A new study shows moderate drinking may reduce risk for many cardiovascular conditions, but not some rarer ones
Photo by: iStock/YinYang
Moderate wine consumption may lessen the risk of some common heart ailments.

Emma Balter
Posted: April 18, 2017

For decades, health researchers have been finding evidence that moderate alcohol consumption may reduce the risk of cardiovascular diseases. But the exact link remains unclear, and some scientists have downplayed the findings. A new study out of the United Kingdom has advanced the research on two critical fronts, by breaking down which cardiovascular diseases are impacted by alcohol, and also by separating data on non-drinkers who have always avoided alcohol and those who once drank but gave it up.

Previous research shows links between moderate alcohol consumption and cardiovascular diseases. This includes a slower decline in HDL (or "good") cholesterol which prevents plaque deposits that lead to heart disease, among other benefits. Red wine has been found to decrease the risk of heart attacks, strokes and heart disease–related deaths.

In the new study, published in the British Medical Journal, researchers from the University of Cambridge and University College London sought to analyze the correlations between alcohol consumption and 12 different heart conditions. The results suggest drinking in moderation can reduce the risk for eight of those conditions.

According to Steven Bell, a genetic epidemiologist at the University of Cambridge and lead author of the study, distinguishing between these conditions is essential. "There are lots of different types of cardiovascular diseases, with distinct underlying biology," Bell told Wine Spectator via email. "Grouping together disorders may obscure subtle differences that may be present across diseases. It is often cited that drinking a small amount of alcohol may be 'good for your heart,' but if this relationship is driven by a handful of diseases, then we are not communicating the full picture so that people can make a better-informed decision about their level of alcohol intake."

The study pooled together the health records of 1.93 million patients in the U.K. All of the patients chosen were aged 30 or older and had no previous instances of cardiovascular disease. Researchers took a detailed approach when categorizing the subjects' drinking patterns: Non-drinkers who had always been abstainers were separated from non-drinkers who quit drinking at some point in their life. These two groups are often mixed together, leading skeptics to ask if non-drinkers have a higher risk of health problems because some stopped drinking because of health concerns.

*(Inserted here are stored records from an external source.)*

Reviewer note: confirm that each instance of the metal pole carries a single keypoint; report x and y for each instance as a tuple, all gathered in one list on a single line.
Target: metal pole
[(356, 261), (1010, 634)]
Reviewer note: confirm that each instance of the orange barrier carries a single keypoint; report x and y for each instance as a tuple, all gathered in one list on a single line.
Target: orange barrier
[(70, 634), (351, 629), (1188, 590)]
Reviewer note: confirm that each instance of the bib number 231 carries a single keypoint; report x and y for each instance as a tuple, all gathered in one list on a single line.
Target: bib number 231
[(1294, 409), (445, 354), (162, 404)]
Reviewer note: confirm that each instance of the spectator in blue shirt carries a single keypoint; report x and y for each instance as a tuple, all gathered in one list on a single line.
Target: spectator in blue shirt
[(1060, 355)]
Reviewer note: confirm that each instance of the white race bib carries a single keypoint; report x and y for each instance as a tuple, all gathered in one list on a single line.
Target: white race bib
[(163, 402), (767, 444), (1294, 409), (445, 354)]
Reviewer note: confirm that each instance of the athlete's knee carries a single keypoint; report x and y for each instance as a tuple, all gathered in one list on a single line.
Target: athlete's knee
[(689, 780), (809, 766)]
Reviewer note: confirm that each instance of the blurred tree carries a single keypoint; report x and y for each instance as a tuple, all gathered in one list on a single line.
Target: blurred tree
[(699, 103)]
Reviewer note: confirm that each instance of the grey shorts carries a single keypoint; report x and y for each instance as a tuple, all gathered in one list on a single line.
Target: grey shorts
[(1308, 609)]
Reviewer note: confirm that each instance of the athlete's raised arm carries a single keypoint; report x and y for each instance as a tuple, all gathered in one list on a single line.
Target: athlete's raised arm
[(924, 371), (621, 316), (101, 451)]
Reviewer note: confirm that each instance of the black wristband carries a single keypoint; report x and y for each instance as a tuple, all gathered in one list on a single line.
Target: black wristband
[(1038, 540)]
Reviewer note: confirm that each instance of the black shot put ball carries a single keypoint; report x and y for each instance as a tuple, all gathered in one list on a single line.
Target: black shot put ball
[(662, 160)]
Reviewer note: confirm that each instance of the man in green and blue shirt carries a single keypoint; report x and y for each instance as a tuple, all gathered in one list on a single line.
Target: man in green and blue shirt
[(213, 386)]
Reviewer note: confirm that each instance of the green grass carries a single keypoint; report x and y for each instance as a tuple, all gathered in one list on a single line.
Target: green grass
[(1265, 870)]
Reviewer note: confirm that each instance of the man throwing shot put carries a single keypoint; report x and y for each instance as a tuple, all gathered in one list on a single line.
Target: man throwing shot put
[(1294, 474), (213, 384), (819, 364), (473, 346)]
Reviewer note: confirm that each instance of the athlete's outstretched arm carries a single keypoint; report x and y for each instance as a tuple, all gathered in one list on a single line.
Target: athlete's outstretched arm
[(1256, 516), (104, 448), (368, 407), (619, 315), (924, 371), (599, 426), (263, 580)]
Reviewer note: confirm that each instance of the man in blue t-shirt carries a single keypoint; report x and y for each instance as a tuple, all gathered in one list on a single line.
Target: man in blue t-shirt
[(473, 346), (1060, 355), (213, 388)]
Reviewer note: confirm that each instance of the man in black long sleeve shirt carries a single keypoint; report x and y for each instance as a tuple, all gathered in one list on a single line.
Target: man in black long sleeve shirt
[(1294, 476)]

The results of the study were still positive for drinkers overall. Even when separated from reformed non-drinkers, teetotalers showed an increased risk of various cardiovascular incidents over moderate drinkers, including heart failure (24 percent more likely), myocardial infarction (32 percent) and unheralded coronary death (56 percent). Occasional drinkers were also at slightly higher risks of some diseases than moderate drinkers.

Former drinkers had an increased risk of nine of the heart ailments. Interestingly, heavy drinkers presented a lower risk of myocardial infarction and stable angina (but a higher risk for all other diseases studied).

Moderate drinking does not appear to impact incidences of sudden coronary death or cardiac arrest, transient ischemic attacks or hemorrhages.

Bell says that more research is needed to pinpoint why alcohol consumption has a positive effect on certain cardiovascular diseases. "Until then it is unlikely that either proponents or opponents of the hypothesis that moderate drinking is protective will be willing to concede defeat," said Bell. Wine lovers will have to wait for more consequential results.